A coalition of clergy carried a "False Idol" to the Occupy Wall Street encampment in Zuccotti Park, Sunday, Oct. 9, 2011 in New York. Having started in New York, Occupy Wall Streets demonstrations now take place all across the United States, as protesters speak out against corporate greed and the gap between the rich and the poor.
(HENNY RAY ABRAMS - AP)
Over the past few weeks, I have traveled both to “Liberty Plaza” to see for myself the young people “occupying” Wall Street and to Abu Dhabi to meet with CEO’s and business leaders at a World Economic Forum summit. While the two forums couldn’t have been more different, I was surprised to find that the heart of their concerns were the same. Both groups believe that our current governmental and economic systems are broken and that change will require both structural and moral overhaul.
In both places, it seemed that God was in the air. Side conversations with orthodox Jews and Presbyterians at Abu Dhabi indicated that religion is being listened to and reflected upon in the midst of this economic crisis. I could tell many stories now (but I won’t) of CEO’s coming to talk privately, like Nicodemus at night in the Gospel story, to privately confess the sins of their industry. And then, stories of young people who think they have rejected religion but talk fondly about Jesus and how he might be with them in the park, overturning the money changers tables and preaching a better way of life. In particular, there were questions in both places about the concept put forward in the Hebrew Scriptures of the “Jubilee” where, periodically, debts were to be forgiven, slaves set free, and land returned to its original owners for the purpose of countering great inequities.
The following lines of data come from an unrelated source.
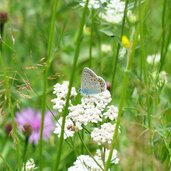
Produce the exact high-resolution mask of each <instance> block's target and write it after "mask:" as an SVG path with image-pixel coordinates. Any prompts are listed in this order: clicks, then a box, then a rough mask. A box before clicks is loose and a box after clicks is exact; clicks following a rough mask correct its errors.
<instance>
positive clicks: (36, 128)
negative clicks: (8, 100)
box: [15, 108, 53, 144]
mask: <svg viewBox="0 0 171 171" xmlns="http://www.w3.org/2000/svg"><path fill="white" fill-rule="evenodd" d="M15 120H16V122H17V125H18V127H19V128H20V129H21V130H23V126H24V125H26V124H27V125H28V124H29V125H30V126H31V128H32V132H31V135H30V137H29V141H30V142H31V143H35V144H37V143H38V141H39V137H40V127H41V112H36V111H35V110H34V109H31V108H28V109H23V110H22V111H21V112H17V113H16V116H15ZM52 130H53V122H52V117H51V113H50V112H49V111H47V112H46V113H45V120H44V130H43V139H44V140H47V139H48V138H49V137H50V134H51V131H52Z"/></svg>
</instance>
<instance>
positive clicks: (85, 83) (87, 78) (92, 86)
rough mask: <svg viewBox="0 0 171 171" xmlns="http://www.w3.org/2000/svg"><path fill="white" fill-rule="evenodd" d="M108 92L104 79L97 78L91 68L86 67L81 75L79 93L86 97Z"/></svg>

Young student economics majors and middle-aged MBA professors, who are also lay church leaders, were equally interested in this “biblical economics.”
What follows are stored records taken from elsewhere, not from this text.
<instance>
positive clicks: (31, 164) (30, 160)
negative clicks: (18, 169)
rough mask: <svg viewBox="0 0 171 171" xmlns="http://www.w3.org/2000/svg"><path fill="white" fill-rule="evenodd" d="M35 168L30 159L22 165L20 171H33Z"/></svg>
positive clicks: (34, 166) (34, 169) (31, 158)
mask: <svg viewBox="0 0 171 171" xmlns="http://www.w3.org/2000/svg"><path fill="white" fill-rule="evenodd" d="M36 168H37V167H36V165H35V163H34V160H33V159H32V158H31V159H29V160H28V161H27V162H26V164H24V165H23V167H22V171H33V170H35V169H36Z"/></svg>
Traveling to “Liberty Plaza” and meeting the young people of Occupy Wall Street conjured up many old feelings. I remembered four decades ago, when I was a young protestor and found myself in the middle of a movement. Each night, the activities of students were on the evening news and we started to realize the power and responsibility of being able to put 10,000 people in the streets in a few hours time. Most of all, I recall the energy of feeling that you were at the center of a national and even global conversation. You grow up quickly.
The conversations I had with the young “occupiers” were both serious and thoughtful. Of course, they have ideas of concrete things that should and could change. But they are not reducing their occupation to a series of demands as some observers are asking for. Theirs is more a cry from the heart, from the soulof the nation over things that have gone very wrong. And that is often the role of a new generation, to articulate the things that others are feeling but are not able or free enough to express.
They represent a cry against an economic inequity that has grown to become greater than any time since the Great Depression, when things also came apart. My favorite sign of my visit said, “Democracy: Too Big to Fail.” Their message is really and mostly about that-the hunger for democracy to mean something again up against a market that is neither free nor fair, but rather rigged on behalf of the most wealthy and powerful. “We are the 99 percent” has become their rallying chant deliberately designed to challenge and trouble the one percent who seem now to control far too much.
A few days later I was in Abu Dhabi, for a meeting of the World Economic Forum, with about the same number of people who were in “Liberty Plaza”. The business leaders (and the handful of religious leaders that attended) were in agreement that we have an economy that is unfair, unsustainable, unstable and making a growing number of people unhappy. Those four “uns” kept coming up whether the discussants slept on feather beds in five star hotels or underneath tarps on the cement in Lower Manhattan. Everybody seemed to know or concede that some important things have gone bad and we can’t just keep doing what we have been and going in the same direction.
The economists and CEO’s in the Emirates were keenly interested in what the citizen economists of Occupy Wall Street were thinking; even if they found it a little unnerving and even annoying. My role in this elite economic salon, in the most surreal of exotic locations, was to chair a Council on Values and Decision-Making. And the discussion in the equally surreal encampment on the pavement in the financial district was also about values and how we might decide things in better ways.
I continue to find it a little surprising and even funny that the practitioners of the global economy have turned to some leaders from the faith community to carry on a dialogue with business and politics about the meaning and goal of a “moral economy” (their language). And, similarly, in a decidedly secular environment of “20 somethings” at the Occupation it was quite astounding to see (from last Sunday), pictures of a procession of people holding up a paper machete golden calf; but after a closer look--a golden bull! On the side were the words “A False Idol.” And it was even more amazing to hear people walking alongside the human train actually chanting the Beatitudes from Jesus’ Sermon on the Mount! I can’t remember ever hearing even Christians chanting the Beatitudes in their churches!
The words to the old song from my earlier days of protest came to mind during my two trips last week: Something’s happening here. What it is ain’t exactly clear. It may not yet be clear, but it sure is fascinating.